George runs back to the bridge and begs to be allowed to live again. Bert shows up at the bridge. When Bert is not there to arrest him but glad he has found him as everyone was worried to his whereabouts, George joyously hugs Bert then runs home. Running through town, George is overjoyed to see it is once again Bedford Falls and wishes everyone he passes a Merry Christmas, even Mr. Potter. At home, Mary, Uncle Billy, and a flood of townspeople arrive with more than enough donations to save George and the Building & Loan; Sam Wainwright extends a $25,000 line of credit by telegram (the equivalent of $438,184.72 in 2024). As they celebrate, the town's sheriff tears the warrant for his arrest and joins in the festivities. Harry also arrives to support his brother, and toasts George as "The richest man in town." In the pile of donated funds, George finds a copy of The Adventures of Tom Sawyer (from Clarence) inscribed, "Dear George: Remember, no man is a failure who has friends.
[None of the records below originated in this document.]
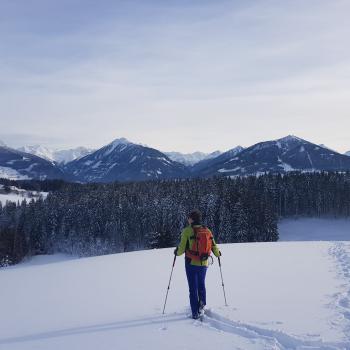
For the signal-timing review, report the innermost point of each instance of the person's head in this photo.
(195, 217)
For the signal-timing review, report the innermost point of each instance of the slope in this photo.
(293, 295)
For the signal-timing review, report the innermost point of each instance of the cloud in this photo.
(153, 70)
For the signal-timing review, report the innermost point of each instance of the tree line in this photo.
(95, 219)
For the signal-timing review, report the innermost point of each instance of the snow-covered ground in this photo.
(285, 295)
(312, 229)
(18, 195)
P.S. Thanks for the wings!" A bell on the Christmas tree rings, and his daughter Zuzu says, "Teacher says every time a bell rings, an angel gets his wings!" George agrees and looks up to Heaven, realizing that he truly has a wonderful life.

==Contemporary reception==

Bosley Crowther, reviewing for The New York Times, described Bailey as "a young fellow who wants to break away from his small-town life and responsibilities but is never able to do so because slowly they close in upon him". Crowther said Frank Capra's character as "a personable fellow who wants to travel and do big things but ultimately finds himself running a building-and-loan association in a one-horse town, married and locked in constant struggle with the greedy old banker of the town". Kate Cameron of New York Daily News described Bailey as a "guy who wished he had never been born, when the going gets too tough, and was permitted to see what his home town would have been like without him". Varietys Bert Briller wrote, "At 30 a small-town citizen feels he has reached the end of his rope, mentally, morally, financially." Briller said of the guardian angel showing him the impact of his life, "The recounting of this life is just about flawless in its tender and natural treatment."

Crowther commended James Stewart's performance as Bailey, "As the hero, Mr. Stewart does a warmly appealing job, indicating that he has grown in spiritual stature as well as in talent during the years he was in the war." Cameron said, "[Stewart] carries most of the burden of this long picture on his still slender shoulders and for the most part gives an endearing performance." The Hollywood Reporters Jack D. Grant wrote, "James Stewart is distinctively Jimmy Stewart as George Bailey, his initial role in Hollywood after five years in the armed forces."

==Analysis==
A large number of interpretations of It's a Wonderful Life have been advanced, and as George Bailey is the protagonist, many of those interpretations hinge on interpretations of his role in the film. Bailey is conventionally interpreted as the hero of the film, and he was listed ninth on the American Film Institute's 2003 list of the 50 greatest screen heroes. While the film shows some obvious instances of heroic behavior in Bailey's youth, such as saving his brother Harry from drowning and preventing Mr. Gower from poisoning a customer, doubts about the worth of Bailey's adulthood actions turn into the central question of his life. Bailey's deficiencies as a hero are highlighted by the facts that the film's climactic scene portrays Bailey as the person being rescued and that "Capra was forced to invoke a deus ex machina, a guardian angel, to convince Bailey of the worth of his life."

Citing generosity as Bailey's most admirable trait, Time magazine lists George Bailey among their top ten movie dads.